This missive comes to us from Colonel Wort Spargearm, chief defender of the crown over at The BeerCast.
Communication between our great nations appears to have dried up recently, becoming as rare as a spare Shilling in an Irishman’s pocket. Allow me to remedy the situation with a report from the Queen’s Country, as to the current state of the proud industry of beer. As you may be aware, things are afoot here, as ever, that serve to demonstrate to any Gentleman the increased attention granted to our beloved beverage. I shall attempt to purvey this information over the subsequent paragraphs.
Regrettably, I must begin with a tale of woe – one that naturally strikes a chord with many of your compatriots in the colonies.* Taxation, sir. The joyful flagon of ale is under threat! For years hence, the turn-screws in our Government have raised the taxation levied on our beer – to date, us Britons pay the highest rates of duty in Europe! The dastardly Teutons pay a mere fraction of what we must – I fear our regiments sent East are taunted by the moustachioed foes over this very issue.
*Particularly those sons of the Massa-chusetts. I gather the loyal men of the New Hampshire will know little of what I speak, however.
On the first day of November hence, however, our Parliament shall commence debating this issue, following a collection of a majestic 100,000 signatories. The hated Beer Duty Escalator will be discussed. Ale-loving Britons will hope that the elected men of honour will reverse this evil method of gaining monies for the exchequer. I, however, am of the sorry opinion that as the very men who established such a grievous taxage are debating – why should they rescind such?
Elsewhere across our bejewelled Nation, upstarts and braggards are at work, sirs! I speak of the rise of those types who enjoy their ales chilled, as if iced for a summer’s afternoon! The storage of these beverages – I hardly dare refer to them as beer – in barrels made of metal, is surely an affront to decency. I trust you share my opinion that metal is best used to forge sabres and cannon to quell the uprisings of the aforementioned Europeans. However, the younger Gentlemen seem to prefer this type of ale? Whatever next?
I shall tell thee, sirs. It has also come to my attention that certain of the brewers (and, I opine, our fair lady brewsters) are selecting to retain the sedimentation in their ales! For many ages, the British beer has been clear, sparkling and as bright as the eyes of a noble gun-dog.
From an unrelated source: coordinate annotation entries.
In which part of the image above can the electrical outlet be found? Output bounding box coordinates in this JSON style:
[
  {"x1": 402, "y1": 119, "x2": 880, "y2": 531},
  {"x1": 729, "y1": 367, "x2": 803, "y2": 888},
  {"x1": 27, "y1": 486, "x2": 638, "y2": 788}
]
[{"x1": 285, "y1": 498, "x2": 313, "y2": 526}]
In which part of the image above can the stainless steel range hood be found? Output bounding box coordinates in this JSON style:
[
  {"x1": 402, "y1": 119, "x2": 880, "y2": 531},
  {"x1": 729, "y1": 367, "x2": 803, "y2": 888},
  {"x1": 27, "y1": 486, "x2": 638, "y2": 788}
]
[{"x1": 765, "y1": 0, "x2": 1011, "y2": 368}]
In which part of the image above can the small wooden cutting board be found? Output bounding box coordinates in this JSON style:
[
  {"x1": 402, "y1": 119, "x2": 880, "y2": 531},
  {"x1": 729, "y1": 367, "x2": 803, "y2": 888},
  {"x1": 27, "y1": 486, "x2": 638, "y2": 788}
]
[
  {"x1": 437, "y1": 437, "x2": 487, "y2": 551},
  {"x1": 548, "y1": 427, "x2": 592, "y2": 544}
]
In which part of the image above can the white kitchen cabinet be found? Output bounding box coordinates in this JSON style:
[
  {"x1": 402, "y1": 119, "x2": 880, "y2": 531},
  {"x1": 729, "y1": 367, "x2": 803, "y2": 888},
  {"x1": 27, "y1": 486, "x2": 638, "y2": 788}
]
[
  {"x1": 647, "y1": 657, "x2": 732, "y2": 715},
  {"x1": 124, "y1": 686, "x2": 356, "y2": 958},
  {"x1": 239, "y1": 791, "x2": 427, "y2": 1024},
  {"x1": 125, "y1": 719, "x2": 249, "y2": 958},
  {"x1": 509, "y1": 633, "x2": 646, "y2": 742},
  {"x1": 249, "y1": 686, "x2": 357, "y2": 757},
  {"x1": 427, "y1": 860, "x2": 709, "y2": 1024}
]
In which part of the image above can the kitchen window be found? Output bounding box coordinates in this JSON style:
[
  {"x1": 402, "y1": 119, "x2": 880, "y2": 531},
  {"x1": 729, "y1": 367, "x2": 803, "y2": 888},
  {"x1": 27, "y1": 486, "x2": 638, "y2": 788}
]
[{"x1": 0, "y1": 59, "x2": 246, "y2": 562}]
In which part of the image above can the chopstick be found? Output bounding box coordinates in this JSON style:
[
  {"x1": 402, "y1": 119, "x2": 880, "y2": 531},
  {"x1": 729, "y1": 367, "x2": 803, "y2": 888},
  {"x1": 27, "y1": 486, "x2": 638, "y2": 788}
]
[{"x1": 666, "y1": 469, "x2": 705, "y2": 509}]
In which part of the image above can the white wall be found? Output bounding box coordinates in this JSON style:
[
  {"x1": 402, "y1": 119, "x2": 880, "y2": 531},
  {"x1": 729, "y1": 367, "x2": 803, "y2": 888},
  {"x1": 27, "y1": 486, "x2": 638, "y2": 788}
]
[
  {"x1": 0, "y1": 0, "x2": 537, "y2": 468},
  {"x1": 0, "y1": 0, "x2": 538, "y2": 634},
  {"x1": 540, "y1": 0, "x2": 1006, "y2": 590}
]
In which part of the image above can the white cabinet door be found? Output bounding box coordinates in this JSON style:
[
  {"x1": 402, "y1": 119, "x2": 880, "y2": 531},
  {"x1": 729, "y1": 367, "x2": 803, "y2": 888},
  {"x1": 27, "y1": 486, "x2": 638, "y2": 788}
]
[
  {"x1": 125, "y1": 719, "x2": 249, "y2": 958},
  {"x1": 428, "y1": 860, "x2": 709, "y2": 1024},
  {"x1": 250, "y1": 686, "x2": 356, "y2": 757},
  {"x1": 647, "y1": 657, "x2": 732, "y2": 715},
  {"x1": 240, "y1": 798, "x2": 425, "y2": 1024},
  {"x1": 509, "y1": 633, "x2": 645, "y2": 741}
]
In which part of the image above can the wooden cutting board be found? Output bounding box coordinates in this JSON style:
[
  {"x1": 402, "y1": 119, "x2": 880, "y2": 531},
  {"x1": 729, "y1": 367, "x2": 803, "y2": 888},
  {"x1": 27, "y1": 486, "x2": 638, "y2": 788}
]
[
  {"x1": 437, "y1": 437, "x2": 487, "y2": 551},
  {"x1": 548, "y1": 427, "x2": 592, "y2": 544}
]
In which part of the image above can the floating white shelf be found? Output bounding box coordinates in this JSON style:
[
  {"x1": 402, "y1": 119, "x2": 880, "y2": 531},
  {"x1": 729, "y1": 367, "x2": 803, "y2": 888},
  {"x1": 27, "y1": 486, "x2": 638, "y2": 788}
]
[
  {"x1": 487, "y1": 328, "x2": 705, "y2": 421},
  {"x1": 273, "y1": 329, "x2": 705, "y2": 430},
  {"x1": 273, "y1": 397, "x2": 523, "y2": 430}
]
Now, this movement appears that asserts these so-called ‘unfined’ beers are more natural, and taste the more pleasant. I cannot agree. Call me a traditionalist, but I find nothing ‘fine’ about those ales.
I fear we are at the cross-roads here, sirs.* The old-guard – and I rise with anger at the thought of myself as such – are becoming unsteady, bamboozled upon all sides by poltroons who insist on cold, fizzy ale of enormous alcoholic percentage. Our taxation has increased to levels that would make a Yankee revolt, sirs! (many apologies if this comment is deemed as ‘too soon’). If the blaggards in Parliament do nothing to reverse this tax, I shall proceed at once to pour barrels of the Indian Pale Ale into yonder Thames. Or I would it were not stored in d****d metal kegs!
*Cross-roads being the intersection of two streets, meeting at right-angles. Our latest town-planners swear by them, but I am led to believe they have yet to make it to the colonies.
I shall keep you to date with events periodically, as befits the relationship of Gentlemen founded in adversity.
Colonel Wort Spargearm (ret’d)
PS – In answer to the last question raised in your previous correspondence – if t’were up to me, I should relocate Messers Calagione and Koch (Junior) to the Antipodes. But I fear even that distance would not be an inconvenience to them. Good day.